Blog June 12, 2023

New Moves to Enhance Diversity in Clinical Trials

Bionest experts weigh in on the issue of diversity in clinical trials.

We have written before about the persistent problem of insufficient diversity in clinical trials. Adequate representation of patient diversity is important as older adults, children, pregnant women, and racial and ethnic minorities are often affected differently by health conditions and may respond to treatment in a variety of ways. To add to that, individuals with co-morbidities or those who are otherwise taking multiple medications further contribute to the diversity in patient populations. Despite efforts over the last decade to increase representation of these diversities in clinical trials, many groups – especially racial and ethnic minorities – still remain significantly under-represented compared to the incidence of the relating health problem in those particular populations. For example, only 8 of the 101 new drugs approved in the United States in 2019 and 2020 included an enrollment of black and Hispanic participants proportional to the indicated condition’s prevalence in those populations. Such limited trial diversity has led to delayed discoveries of population-related adverse event risks, as well as potentially overlooked treatment benefits for specific patient populations.

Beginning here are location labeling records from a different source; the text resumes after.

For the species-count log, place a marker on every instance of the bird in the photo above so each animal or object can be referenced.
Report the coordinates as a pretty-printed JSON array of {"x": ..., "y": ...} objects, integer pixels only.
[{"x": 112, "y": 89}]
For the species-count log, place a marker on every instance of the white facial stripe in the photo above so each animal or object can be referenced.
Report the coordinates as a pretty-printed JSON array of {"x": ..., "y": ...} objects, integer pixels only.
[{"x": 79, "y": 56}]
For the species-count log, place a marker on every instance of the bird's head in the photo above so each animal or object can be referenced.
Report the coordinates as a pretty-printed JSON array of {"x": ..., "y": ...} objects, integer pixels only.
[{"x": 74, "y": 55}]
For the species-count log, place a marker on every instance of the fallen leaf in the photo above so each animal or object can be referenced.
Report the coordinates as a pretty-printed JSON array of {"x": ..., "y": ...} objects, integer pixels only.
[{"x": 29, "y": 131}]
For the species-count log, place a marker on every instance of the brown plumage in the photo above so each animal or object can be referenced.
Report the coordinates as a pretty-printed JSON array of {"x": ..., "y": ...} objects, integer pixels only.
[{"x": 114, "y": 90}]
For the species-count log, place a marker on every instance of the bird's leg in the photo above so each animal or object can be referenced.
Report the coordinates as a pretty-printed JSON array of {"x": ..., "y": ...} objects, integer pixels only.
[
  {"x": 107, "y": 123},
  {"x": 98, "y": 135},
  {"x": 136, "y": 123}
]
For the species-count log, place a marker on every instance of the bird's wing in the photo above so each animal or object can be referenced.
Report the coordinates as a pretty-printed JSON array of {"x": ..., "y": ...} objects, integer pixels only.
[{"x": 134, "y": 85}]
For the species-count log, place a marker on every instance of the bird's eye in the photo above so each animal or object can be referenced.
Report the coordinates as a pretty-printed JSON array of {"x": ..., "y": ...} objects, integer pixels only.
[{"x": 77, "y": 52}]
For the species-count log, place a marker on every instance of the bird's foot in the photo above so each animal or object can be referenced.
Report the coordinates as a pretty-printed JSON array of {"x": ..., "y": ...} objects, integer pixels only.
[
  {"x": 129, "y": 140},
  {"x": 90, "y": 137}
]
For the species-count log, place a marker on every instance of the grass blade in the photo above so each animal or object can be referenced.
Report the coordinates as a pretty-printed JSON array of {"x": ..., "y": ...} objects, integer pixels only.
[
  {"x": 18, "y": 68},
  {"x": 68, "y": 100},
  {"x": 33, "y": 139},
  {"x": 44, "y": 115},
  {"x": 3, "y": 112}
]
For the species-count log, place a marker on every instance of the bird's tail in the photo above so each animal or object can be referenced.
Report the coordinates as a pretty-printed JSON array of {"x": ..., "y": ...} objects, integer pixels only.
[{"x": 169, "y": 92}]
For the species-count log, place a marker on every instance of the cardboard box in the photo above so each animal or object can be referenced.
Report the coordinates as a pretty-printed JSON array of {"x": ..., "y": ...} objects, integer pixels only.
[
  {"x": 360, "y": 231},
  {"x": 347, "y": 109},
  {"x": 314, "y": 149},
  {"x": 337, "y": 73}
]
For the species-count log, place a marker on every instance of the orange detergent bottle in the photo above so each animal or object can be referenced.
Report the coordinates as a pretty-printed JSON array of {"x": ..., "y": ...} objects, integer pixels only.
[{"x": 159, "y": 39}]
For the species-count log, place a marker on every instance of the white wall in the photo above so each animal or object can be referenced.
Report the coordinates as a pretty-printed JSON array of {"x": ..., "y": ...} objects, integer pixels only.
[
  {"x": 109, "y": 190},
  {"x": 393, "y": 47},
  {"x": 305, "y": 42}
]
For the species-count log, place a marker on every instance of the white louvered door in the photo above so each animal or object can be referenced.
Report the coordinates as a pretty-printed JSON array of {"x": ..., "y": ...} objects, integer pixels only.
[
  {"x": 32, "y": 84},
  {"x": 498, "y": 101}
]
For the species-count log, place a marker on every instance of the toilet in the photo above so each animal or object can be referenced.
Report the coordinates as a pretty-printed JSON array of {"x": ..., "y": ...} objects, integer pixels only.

In April 2022, the U.S. Food and Drug Administration issued draft guidance to industry for increasing diversity in U.S. clinical trials, especially among under-represented racial and ethnic groups. The guidance called for trial sponsors to submit a “Race and Ethnic Diversity Plan” to the agency in the early planning process when clinical studies are intended to support marketing approval for drugs or certain types of medical devices. Such plans would be required to include defined enrollment goals aimed at understanding how treatment outcomes might vary across racial and ethnic groups. They would also require the sponsor to describe specific measures to be undertaken to ensure enrollment and retaining of trial participants. Sponsors would furthermore need to discuss the expected challenges in implementing diversity plan requirements and how success in meeting plan objectives would be defined. Consequently, the guidance also calls for sponsors to discuss potential changes to the diversity plan if enrollment goals fall below expectations. On their side, the FDA’s Office of Minority Health and Health Equities would provide sponsors with overall support for meeting diversity objectives through an ongoing public health education and outreach campaign to the targeted populations.

While experts considered the FDA’s draft guidance a step in the right direction, it lacked any legal force. However, in December 2022 the U.S. Congress passed Public Law 117-328, included in the Food and Drug Omnibus Report Act. The law now requires clinical trial sponsors to submit a diversity action plan and specific enrollment goals early in pivotal trial planning, including specific strategies for reaching a broad study population. 

Efforts to significantly tackle the diversity problem can substantially increase the time and cost of clinical trials. Sponsors will need to address a number of obstacles to enrolling and retaining a diverse population, including language barriers, accessibility to clinical trial sites, and the frequency of required site visits. A February 2022 report issued by the National Academy of Sciences and opinions from other industry advisers suggest the FDA could help balance these challenges and drive compliance by providing incentives to trial sponsors through the expansion of existing regulatory programs – such as tax credits, fast track eligibility, reduced fees, or extended market exclusivities – to those who meet diversity goals. They also suggest that the FDA might aid patient recruitment and retention within minority populations by giving trial sponsors more freedom to reimburse study participants, and to cover their expenses for transportation costs, dependent care, and lost wages. The FDA has a year to issue its final guidance, and there could be waivers and exceptions issued for some types of trials, such as bioequivalence studies.